All raster plot functions read from an ALSZarrStore at a given resolution and year:

from alsdb.storage import ALSZarrStore
from alsdb.utils.viz_raster import (
    plot_chm, plot_dtm, plot_dsm,
    plot_agb, plot_gap, plot_lai,
    plot_metrics,
    plot_products, plot_products_agb,
)

store = ALSZarrStore("output/forest.zarr")

# Individual product panels
plot_chm(store, resolution=1.0,  year=2021)
plot_dtm(store, resolution=1.0,  year=2021, hillshade=True)
plot_dsm(store, resolution=1.0,  year=2021)
plot_agb(store, resolution=10.0, year=2021)
plot_gap(store, resolution=10.0, year=2021)
plot_lai(store, resolution=10.0, year=2021)

# Six structural metrics in one figure
plot_metrics(store, resolution=10.0, year=2021)

# Three-panel: DTM | DSM | CHM
plot_products(store, resolution=1.0, year=2021)

# Four-panel: DTM | DSM | CHM | AGB
plot_products_agb(store, resolution=10.0, year=2021)

If the store contains only one survey year the year= argument can be omitted.

Advanced Usage#

ALSZarrStore internals#

The ALSZarrStore is a thin wrapper around a Zarr v3 group hierarchy.
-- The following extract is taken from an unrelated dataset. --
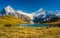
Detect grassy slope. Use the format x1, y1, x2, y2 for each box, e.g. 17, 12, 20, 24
0, 26, 60, 38
0, 16, 26, 24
For advanced use cases you can access the underlying Zarr groups directly:

from alsdb.storage import ALSZarrStore

store = ALSZarrStore("output/forest.zarr")

# List what is in the store
print(store.resolutions())            # [1.0, 10.0]
print(store.variables(resolution=1.0))   # ['chm', 'dsm', 'dtm']
print(store.has_data("chm", 1.0, 2021))  # True / False

# Open as xarray (CRS-aware via rioxarray)
ds = store.to_dataset(resolution=1.0)
print(ds)

# Write a custom tile (advanced)
import numpy as np
data = np.zeros((100, 100), dtype=np.float32)
bbox = (308_000.0, 4_688_000.0, 309_000.0, 4_689_000.0)
store.write_tile("my_variable", 10.0, 2021, data, bbox, crs="EPSG:25830")

The CLI#

# Ingest a single tile (local)
alsdb ingest tile.laz my_array

# Ingest to S3
alsdb ingest tile.laz s3://bucket/als_array \
    --storage-type s3 \
    --s3-url https://s3.example.com \
    --s3-access-key KEY --s3-secret-key SECRET

# Filter to specific classes
alsdb ingest tile.laz my_array -c 2 -c 3 -c 4 -c 5

# Show file metadata (year, CRS, bbox, point count)
alsdb info tile.laz

# Verbose logging
alsdb -v ingest tile.laz my_array

Multi-temporal workflows#

Because the TileDB array stores all survey years together, comparing two surveys requires only a change in the year argument:

from alsdb.processing.chm import compute_chm

for year in [2017, 2021]:
    compute_chm(provider=reader, store=store, resolution=1.0,
                year=year, tile_size=500.0, n_workers=4)

ds = store.to_dataset(resolution=1.0)
chm_2017 = ds["chm"].sel(time=2017)
chm_2021 = ds["chm"].sel(time=2021)
delta_chm = chm_2021 - chm_2017   # canopy height change (m)

The overwrite=False default means re-running the pipeline for a new year never re-computes existing years.